What was happening was accept_digits() consumed up to the first non-digit, and
considered this success, which prevented calling accept_alnum() to finish
the parsing.

To fix, only call accept_alnum(), then post-process the value to normalize
an all-digit segment.

I'm guessing accept_digits() stopping at the first non-digit is WAI because
it expects to parse e.g. "3.14b", where the caller handles subsequent
characters.

Along the way, some minor doc improvements to the parser code.

Fixes #3030

@rickeylev rickeylev force-pushed the fix.version.parsing.normalized.local branch from 6e85b32 to f655a46 Compare June 25, 2025 23:41
@rickeylev rickeylev changed the title wip: test for version parsing local with fix: parsing local version with digit followed by non-digits Jul 4, 2025
@rickeylev
Copy link
Collaborator Author

The commit 9d5360b in this PR fixes it, but it's not obvious to me how. I had an AI churn away on it for a bit and that's what it came up with. (it might have also fixed a bug with comparing int and non-int segments ?)

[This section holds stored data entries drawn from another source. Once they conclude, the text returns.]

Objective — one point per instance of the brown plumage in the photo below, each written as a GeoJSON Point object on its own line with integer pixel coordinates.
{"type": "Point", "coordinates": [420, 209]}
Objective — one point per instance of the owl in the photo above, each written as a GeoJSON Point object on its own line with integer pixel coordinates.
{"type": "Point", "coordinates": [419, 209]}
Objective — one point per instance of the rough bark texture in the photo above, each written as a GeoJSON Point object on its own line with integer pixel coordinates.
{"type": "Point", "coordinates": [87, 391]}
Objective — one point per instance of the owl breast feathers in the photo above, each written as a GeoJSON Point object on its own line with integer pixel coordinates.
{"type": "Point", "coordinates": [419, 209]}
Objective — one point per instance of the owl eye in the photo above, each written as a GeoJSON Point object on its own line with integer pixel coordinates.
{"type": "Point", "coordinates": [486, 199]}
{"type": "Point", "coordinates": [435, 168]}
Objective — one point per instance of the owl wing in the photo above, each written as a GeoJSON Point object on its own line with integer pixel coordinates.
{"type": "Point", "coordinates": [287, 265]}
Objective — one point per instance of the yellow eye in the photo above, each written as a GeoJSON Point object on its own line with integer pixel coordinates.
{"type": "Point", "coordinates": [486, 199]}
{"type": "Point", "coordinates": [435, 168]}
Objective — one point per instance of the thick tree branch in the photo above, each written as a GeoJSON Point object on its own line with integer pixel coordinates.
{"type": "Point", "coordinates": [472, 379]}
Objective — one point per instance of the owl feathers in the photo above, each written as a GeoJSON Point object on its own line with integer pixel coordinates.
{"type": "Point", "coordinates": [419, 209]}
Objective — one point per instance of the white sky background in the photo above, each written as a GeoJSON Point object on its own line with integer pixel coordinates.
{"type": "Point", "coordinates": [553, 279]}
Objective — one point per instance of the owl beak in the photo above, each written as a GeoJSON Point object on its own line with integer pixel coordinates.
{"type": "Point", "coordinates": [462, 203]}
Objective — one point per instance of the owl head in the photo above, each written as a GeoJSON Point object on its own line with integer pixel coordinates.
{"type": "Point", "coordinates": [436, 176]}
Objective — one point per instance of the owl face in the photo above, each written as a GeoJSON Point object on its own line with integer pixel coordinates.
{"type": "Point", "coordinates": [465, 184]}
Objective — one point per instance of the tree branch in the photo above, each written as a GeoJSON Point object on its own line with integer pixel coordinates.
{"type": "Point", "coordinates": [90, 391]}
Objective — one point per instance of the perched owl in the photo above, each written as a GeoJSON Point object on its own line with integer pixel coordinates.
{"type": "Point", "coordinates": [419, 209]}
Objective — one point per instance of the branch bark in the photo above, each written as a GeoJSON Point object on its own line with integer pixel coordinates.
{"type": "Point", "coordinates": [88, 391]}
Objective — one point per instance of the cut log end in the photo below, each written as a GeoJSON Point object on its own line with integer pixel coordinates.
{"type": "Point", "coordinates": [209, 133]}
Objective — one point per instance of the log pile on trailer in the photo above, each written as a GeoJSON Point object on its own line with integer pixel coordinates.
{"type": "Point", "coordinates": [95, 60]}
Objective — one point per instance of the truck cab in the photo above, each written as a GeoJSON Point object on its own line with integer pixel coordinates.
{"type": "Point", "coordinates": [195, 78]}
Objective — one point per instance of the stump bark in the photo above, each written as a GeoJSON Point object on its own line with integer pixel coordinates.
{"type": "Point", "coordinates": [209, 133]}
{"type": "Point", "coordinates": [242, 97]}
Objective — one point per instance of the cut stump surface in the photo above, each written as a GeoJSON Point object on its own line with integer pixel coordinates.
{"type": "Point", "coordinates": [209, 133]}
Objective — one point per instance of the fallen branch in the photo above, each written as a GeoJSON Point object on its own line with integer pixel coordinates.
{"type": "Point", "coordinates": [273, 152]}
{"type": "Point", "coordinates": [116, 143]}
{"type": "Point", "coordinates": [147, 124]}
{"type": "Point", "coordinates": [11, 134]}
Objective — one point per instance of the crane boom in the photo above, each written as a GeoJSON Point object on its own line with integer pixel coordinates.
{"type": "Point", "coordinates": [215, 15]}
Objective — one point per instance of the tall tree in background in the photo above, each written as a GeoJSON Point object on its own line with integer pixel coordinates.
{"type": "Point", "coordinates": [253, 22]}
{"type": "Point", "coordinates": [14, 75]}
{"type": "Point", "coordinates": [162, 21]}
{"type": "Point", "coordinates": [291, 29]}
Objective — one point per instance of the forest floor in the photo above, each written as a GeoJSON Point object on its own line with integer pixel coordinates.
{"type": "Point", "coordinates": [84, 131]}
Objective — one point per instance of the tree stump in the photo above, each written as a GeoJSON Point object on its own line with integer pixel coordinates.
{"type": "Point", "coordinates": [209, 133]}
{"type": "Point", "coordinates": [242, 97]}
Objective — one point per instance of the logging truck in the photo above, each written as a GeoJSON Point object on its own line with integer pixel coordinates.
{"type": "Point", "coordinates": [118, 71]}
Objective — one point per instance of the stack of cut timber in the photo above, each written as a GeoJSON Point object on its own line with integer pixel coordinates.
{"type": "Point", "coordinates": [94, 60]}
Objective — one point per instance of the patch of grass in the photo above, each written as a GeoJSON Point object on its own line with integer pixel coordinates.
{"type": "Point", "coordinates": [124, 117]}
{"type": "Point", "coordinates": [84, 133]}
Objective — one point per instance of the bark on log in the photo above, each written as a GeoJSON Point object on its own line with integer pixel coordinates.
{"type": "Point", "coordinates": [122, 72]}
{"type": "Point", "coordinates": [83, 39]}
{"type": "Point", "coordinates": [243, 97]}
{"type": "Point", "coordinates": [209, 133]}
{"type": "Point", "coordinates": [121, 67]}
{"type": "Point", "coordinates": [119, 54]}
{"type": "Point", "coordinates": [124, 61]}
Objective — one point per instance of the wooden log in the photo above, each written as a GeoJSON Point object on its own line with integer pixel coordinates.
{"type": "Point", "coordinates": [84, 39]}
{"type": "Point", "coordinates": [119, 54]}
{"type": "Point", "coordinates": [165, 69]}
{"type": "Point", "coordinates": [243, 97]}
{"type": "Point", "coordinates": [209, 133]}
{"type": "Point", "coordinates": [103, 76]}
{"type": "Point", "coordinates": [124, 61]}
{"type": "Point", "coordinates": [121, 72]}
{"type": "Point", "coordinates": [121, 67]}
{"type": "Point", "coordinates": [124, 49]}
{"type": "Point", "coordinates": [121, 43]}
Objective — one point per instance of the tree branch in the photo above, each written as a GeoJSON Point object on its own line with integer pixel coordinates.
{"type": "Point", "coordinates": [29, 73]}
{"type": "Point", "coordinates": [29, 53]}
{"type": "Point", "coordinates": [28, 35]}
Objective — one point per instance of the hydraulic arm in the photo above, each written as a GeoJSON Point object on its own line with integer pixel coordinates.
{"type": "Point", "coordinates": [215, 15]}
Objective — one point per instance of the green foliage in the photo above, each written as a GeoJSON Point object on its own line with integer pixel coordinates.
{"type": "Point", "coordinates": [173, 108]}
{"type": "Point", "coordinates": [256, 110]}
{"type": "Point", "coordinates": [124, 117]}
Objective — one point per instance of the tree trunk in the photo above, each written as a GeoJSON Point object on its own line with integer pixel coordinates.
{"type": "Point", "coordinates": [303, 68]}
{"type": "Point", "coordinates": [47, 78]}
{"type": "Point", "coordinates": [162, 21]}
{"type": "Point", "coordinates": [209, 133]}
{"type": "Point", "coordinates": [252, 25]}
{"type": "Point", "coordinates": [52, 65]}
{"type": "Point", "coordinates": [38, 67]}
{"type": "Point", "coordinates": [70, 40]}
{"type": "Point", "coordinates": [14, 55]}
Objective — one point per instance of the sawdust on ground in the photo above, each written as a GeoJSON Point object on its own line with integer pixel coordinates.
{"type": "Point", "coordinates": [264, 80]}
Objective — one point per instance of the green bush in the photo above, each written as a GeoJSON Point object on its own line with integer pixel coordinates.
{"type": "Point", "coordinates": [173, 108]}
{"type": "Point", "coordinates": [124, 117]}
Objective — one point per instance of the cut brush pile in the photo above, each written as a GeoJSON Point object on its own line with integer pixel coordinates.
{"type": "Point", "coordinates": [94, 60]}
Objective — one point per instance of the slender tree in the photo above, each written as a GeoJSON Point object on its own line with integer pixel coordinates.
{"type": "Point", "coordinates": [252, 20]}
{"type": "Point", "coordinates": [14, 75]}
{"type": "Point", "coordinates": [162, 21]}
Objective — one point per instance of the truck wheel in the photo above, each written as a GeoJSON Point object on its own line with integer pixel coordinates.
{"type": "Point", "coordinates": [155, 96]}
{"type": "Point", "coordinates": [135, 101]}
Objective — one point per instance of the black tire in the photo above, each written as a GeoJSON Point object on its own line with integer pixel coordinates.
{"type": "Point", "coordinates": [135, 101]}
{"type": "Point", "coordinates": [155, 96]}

It did give me an idea of what might be going wrong, though:

accept_alnum() is implemented using accept_digits() or accept_alnum(). I think accept_digits() consumes as many digits as it can, normalizes the string to a number (e.g. "007" -> 7), and then lets parsing continue from where it left off (accept_digits() returns true which would prevent the or accept_alnum() from firing). This leaves the parser in the state of having a "stray" alpha character as the next input char, which can't parse. I'm guessing the parser state is thinking the segment is done parsing, so it's expecting e.g. ".", not e.g. "e".

I'm assuming intended behavior is:

  • 1.0+brt.9e -> treat "9e" as a plain string, e.g. (1, 0, "brt", "9e")
  • 1.0+brt.99 -> treat "99" as the integer 99, e.g. (1, 0, "brt", 99)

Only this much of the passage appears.